A lot of smart glasses are flooding into 2026, and another company is joining the fray. Acer, the computer-maker, on Friday announced two models coming later in the year. Based on their descriptions, expect one to be like the Meta Ray-Ban glasses and the other more like what TCL, Xreal and Viture offer for plug-in display glasses.
Acer’s $500 AR Vision GR0 glasses promise “augmented reality,” but sound exactly like other display-enabled plug-in glasses on the market: more like headphones for your eyes. They have 1080p micro-OLED displays and built-in speakers, weigh 69 grams (2.4 ounces; about average for the landscape), but there’s no mention of other display customizations like Xreal and Viture offer. In comparison, there are other display glasses that cost just $300, made by TCL and, soon, Xreal.
Acer’s AI glasses don’t exactly look sleek based on early photos.
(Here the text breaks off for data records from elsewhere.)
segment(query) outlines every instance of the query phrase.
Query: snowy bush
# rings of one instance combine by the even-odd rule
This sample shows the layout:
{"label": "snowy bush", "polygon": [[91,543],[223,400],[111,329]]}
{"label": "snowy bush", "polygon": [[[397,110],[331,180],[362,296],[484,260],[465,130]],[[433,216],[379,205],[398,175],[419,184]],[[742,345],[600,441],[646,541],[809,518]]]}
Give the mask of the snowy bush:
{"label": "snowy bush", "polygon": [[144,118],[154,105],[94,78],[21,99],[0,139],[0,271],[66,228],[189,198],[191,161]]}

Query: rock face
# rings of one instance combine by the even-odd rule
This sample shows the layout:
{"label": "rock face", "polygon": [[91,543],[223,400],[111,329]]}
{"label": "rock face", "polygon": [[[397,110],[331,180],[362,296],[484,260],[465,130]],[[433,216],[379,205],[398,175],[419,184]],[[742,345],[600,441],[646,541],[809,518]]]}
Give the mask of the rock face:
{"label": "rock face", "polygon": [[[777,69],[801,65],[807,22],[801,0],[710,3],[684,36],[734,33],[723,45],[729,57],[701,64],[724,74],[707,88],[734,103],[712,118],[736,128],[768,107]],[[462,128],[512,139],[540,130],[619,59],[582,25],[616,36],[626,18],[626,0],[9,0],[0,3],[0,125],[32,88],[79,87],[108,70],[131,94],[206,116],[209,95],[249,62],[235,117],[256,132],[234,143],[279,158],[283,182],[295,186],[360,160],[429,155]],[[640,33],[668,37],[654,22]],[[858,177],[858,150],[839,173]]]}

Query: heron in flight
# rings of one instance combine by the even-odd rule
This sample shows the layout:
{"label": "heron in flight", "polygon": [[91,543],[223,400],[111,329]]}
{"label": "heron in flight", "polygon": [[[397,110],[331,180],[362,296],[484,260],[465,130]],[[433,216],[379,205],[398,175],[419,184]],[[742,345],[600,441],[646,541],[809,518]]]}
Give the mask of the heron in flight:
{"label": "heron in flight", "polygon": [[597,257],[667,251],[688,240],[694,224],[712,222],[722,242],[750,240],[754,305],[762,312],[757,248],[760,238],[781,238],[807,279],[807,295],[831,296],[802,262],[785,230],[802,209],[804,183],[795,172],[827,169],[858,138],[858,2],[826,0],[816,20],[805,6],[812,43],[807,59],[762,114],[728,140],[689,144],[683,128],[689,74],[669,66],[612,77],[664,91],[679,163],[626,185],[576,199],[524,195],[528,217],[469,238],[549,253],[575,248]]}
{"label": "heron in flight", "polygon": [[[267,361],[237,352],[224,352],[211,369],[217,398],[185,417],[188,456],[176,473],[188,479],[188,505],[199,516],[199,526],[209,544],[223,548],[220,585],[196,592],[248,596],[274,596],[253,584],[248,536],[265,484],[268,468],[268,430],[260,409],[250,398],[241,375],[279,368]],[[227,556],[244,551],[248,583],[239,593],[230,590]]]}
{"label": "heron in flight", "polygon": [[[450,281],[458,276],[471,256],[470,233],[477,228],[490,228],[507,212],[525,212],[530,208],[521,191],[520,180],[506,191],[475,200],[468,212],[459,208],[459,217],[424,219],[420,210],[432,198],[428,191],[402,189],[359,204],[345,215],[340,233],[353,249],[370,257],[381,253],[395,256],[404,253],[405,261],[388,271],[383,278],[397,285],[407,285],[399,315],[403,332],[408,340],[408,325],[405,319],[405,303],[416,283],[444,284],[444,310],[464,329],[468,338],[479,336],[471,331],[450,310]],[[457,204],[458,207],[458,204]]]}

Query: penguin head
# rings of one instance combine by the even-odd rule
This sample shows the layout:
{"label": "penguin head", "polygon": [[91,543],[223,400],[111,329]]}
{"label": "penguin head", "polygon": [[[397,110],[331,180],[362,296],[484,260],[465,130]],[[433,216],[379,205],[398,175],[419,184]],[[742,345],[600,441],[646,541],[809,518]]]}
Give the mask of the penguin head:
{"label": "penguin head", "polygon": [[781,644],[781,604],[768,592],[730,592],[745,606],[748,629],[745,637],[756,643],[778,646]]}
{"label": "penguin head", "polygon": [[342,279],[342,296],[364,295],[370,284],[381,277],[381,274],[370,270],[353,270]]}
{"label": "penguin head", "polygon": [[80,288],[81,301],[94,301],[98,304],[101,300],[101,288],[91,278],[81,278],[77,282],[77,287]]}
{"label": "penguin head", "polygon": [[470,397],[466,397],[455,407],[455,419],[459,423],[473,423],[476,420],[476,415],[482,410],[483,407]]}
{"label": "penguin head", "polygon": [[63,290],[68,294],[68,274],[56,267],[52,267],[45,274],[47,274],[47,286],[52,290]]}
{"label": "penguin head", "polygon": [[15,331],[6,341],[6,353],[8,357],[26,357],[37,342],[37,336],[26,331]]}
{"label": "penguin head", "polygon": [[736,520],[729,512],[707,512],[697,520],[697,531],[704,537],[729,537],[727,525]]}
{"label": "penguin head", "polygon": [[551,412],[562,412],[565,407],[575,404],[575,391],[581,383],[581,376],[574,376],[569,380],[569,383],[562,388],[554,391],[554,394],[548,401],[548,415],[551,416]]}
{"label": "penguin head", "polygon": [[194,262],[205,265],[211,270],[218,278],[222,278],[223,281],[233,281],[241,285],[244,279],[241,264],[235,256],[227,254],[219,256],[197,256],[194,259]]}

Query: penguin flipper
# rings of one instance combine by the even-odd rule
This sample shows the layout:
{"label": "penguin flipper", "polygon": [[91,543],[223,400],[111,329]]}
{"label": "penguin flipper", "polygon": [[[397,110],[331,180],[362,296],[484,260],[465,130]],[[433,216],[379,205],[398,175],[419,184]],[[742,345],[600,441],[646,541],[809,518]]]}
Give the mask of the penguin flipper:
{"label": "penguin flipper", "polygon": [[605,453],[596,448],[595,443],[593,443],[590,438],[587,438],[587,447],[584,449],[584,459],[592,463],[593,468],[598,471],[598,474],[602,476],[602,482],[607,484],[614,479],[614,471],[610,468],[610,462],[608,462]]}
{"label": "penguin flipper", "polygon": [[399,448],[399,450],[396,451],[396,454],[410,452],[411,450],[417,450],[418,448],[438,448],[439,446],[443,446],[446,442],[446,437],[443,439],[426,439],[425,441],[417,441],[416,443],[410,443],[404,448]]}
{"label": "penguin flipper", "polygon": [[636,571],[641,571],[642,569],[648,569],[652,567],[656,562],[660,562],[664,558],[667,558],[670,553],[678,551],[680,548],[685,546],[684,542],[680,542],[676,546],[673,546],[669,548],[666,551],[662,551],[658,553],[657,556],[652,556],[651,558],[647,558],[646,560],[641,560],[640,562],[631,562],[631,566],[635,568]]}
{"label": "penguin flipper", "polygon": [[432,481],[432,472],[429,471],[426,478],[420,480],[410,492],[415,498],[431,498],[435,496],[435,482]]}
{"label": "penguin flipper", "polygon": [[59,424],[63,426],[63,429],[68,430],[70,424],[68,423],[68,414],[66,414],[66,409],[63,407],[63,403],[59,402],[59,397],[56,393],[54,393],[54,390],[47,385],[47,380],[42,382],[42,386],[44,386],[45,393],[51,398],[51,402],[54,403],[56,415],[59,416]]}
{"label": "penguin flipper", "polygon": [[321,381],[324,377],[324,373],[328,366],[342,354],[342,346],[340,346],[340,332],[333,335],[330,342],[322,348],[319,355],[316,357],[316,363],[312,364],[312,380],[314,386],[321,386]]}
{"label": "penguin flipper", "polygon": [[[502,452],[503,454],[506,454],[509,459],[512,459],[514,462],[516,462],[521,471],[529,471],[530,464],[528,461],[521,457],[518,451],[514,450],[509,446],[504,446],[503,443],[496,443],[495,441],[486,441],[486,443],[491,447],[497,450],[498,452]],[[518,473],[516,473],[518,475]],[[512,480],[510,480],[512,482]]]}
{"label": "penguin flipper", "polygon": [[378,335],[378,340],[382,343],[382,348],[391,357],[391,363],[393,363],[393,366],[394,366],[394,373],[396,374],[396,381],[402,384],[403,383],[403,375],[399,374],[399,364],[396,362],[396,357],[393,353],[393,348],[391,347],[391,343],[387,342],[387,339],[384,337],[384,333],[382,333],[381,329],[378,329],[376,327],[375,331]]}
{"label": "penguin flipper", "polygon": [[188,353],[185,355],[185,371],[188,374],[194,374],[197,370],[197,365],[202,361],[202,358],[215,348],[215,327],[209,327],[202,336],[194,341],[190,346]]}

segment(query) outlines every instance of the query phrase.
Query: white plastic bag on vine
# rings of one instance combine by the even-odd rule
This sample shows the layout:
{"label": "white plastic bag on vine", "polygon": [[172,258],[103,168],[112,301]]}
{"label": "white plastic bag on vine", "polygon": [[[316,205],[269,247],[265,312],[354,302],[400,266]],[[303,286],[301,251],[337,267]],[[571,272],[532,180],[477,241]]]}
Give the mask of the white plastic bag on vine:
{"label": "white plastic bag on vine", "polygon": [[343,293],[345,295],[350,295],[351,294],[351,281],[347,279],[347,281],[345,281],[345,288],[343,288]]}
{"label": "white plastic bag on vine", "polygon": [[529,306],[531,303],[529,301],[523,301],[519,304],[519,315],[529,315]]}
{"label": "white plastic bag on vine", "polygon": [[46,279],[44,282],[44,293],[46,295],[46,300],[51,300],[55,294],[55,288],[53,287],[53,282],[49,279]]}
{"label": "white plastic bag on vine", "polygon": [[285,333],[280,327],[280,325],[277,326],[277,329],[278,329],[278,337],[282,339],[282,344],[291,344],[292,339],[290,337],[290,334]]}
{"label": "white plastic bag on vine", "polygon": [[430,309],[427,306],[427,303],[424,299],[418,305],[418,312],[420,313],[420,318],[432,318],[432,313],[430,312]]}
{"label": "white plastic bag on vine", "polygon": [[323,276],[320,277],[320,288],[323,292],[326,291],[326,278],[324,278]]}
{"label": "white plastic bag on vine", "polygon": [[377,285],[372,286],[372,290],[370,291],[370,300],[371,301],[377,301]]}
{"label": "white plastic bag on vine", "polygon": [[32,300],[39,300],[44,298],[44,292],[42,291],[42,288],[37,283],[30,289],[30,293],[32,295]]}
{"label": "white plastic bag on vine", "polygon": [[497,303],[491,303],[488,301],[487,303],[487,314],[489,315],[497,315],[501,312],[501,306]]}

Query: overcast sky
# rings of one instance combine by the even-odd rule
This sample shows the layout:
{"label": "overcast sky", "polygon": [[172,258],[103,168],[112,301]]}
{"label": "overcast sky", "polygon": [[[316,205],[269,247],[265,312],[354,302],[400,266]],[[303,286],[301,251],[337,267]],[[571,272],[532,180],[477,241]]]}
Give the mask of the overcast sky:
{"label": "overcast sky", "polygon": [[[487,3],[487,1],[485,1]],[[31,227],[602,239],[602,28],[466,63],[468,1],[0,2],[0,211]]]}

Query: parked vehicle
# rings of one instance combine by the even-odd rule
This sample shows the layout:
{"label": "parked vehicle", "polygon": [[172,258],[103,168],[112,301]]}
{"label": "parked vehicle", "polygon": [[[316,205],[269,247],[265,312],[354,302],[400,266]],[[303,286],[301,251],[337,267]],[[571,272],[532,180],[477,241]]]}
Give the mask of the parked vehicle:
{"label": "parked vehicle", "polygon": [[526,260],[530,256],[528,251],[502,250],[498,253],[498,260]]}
Meanwhile, Acer’s $300 G10 AI Glasses have a camera, microphones and speakers like most other smart glasses on the market, and no displays. Acer promises an AI assistant “powered by Google Gemini,” which sounds like a custom AI that draws on a Gemini model like Rokid’s glasses have, as opposed to full Gemini access like Google’s upcoming glasses. Acer’s AspireSync companion app, which is what the glasses pair with, will work on Android and iOS. But the glasses look, in early photos, a lot clunkier than other competitors.
Watch this: The Future of Smart Glasses Is Coming This Fall
Acer’s entry into smart glasses is a reminder that the market’s getting flooded fast, but the real missing piece is still better software to allow phones to work better with them, and better connections with AI tools actually being used everywhere else. Google’s wave of glasses this fall should begin to address this, and Apple’s glasses rumored for next year could too.